Tuesday, May 19, 2009
SATIRE — The following is based on a hearsay story that I overheard about two years ago. Some of it may have likely happened but I embellished the rest:
As Andy Roddick was preparing for his match for the Masters series in Montreal, Canada, a very large middle-aged fan carrying two hot dogs, a large popcorn, a pretzel and an equally huge coke sat down in the stands behind him.
Roddick was warming up with some serve and volleys. When he heard the huge man bellow out.
"You are not doing it right! You are going to be wiped out before the first set is over!"
Roddick glanced back and went wide-eyed when he saw the large man couched over two seats, settling in with his portable feast.
Roddick went back to his warm-up and continued to serve into the open court.
"You got to put more spin on your serves! Djokovic is going to eat you for lunch!"
Roddick looked at the ground and slowly turned towards the obnoxious fan. There was no way he was going to let this one pass.
"Sir, why don't you get yourself another hot dog or five?", he said with a snicker.
The fan burped back. "I already have three here and I got another one in my back pocket."

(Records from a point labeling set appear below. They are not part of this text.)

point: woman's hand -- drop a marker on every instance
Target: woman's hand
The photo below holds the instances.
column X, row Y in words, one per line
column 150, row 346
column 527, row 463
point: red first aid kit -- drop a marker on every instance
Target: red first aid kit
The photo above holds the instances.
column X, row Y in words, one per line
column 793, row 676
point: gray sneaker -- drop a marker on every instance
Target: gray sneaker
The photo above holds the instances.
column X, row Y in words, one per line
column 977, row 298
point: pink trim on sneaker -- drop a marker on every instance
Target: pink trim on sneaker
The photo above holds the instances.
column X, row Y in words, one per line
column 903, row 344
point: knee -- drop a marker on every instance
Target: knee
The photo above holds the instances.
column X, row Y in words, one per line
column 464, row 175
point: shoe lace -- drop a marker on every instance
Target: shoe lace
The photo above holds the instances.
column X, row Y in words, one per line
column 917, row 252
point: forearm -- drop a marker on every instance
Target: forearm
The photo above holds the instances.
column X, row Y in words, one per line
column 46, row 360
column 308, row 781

"You need to get more spin on your serve, otherwise I won't be able to finish all my food here by the time you lose and while you are at it, stop puffing up your cheeks every time you serve!"
Roddick stared at the fan for a moment that never seemed to end.
"Sir, this is not a kiddie soccer game, you know."
The fan was stuffing his face with a hot dog and a candy bar at the same time.
"Duh, you think? I got kicked out of my son's game. They pleaded with me and sent me free tickets to see you! It's not about me, it's about you working on properly serving and not screwing up your backhand.
Just then the chair umpire cautioned everyone to be quiet as the match between Roddick and Djokovic was about to start.
Roddick served first and the ralley progressed with Roddick losing the point with a weak shot that went into the net.
Immediately after the point, amidst the polite applause, the large fan bellowed, "GO TO THE NET!! GO TO THE NET!!"
Before Roddick served he looked at the obese fan.
"Sir, I think your cola is running low." As he approached the base line he heard that fan yell out.
"WHAT ARE YOU TALKING ABOUT...THIS IS A ONE POINT FIVE GALLON CUP....BUURRRRP!!!"
Roddick kept his head down and continued to serve. He ended being broken on his first service game.
He heard one voice above the polite applause. "SHOULD HAVE LISTENED TO ME ABOUT YOUR SERVING!!"
Looking up at the stands, Roddick could see the fan had finished with the hot dogs and was working on a paper container of french fries with another large container of popcorn.
"WATCH THE LINE! HE IS GOING TO SERVE DOWN THE LINE!!!"
Roddick waited for the ball and missed it as it was fired down the line!!
"I TOLD YOU IT WAS COMING DOWN THE LINE, BUT DOES HE LISTEN.....NOOOOOO!"
Roddick went to the other side of the court to get ready for the next serve.
"IT'S GOING TO COME ON THE FAR SIDE."
Roddick went to the far side but the ball still came down the line. He was nowhere near it as it whizzed by.
During the applause, the annoying voice shrieked...."OOOPS - HAHAHAA" Roddick soon was trailing the match.
Before Roddick changed ends, he spoke with the chair ump.
"Can't you do anything about that di** in the stands?" He asked.
The chair ump said that he was not speaking during the moments of play but could only ask for calm before the points. Roddick switched ends and could now see the large man continue to eat fries and to throw popcorn in the air that would fall into his large awaiting mouth.
Roddick could not concentrate and threw the tennis ball up in the air and thundered it with his racket.
The ball sailed over the net. It sailed high past the boxed line, sailing far above Djokovic's head who immediately turned to follow the rising ball.
Picking up speed the ball sailed right into the direction of the large fan. It impacted right at the point of the fan's large popcorn box, causing a huge explosion of popcorn.
His immediate neighbors were rained on with a fourth of July works of hot buttered popcorn.
The fan's reaction was immediate. "YOU OWE ME $6.50 FOR THAT POPCORN AND NOW I HAVE POPCORN IN MY FRIES, COKE AND CANDY FLOSS!! BETTER MAKE THAT $30!"
Just then security showed up. Two men asked the fan to leave but he was suctioned into his two-seat space.
A team of ten security members had to pull him out as he kept yelling last-minute instructions to Roddick. Just before exiting, he was still going at it.
"YOU'RE GOING TO MISS ME ANDY. YOU NEED ME!! BY THE WAY, TAKE THE G** DAMN HAT OFF, IT'S CLOUDY!
He disappeared with security all of them slipping on the grease that his incoming food had caused.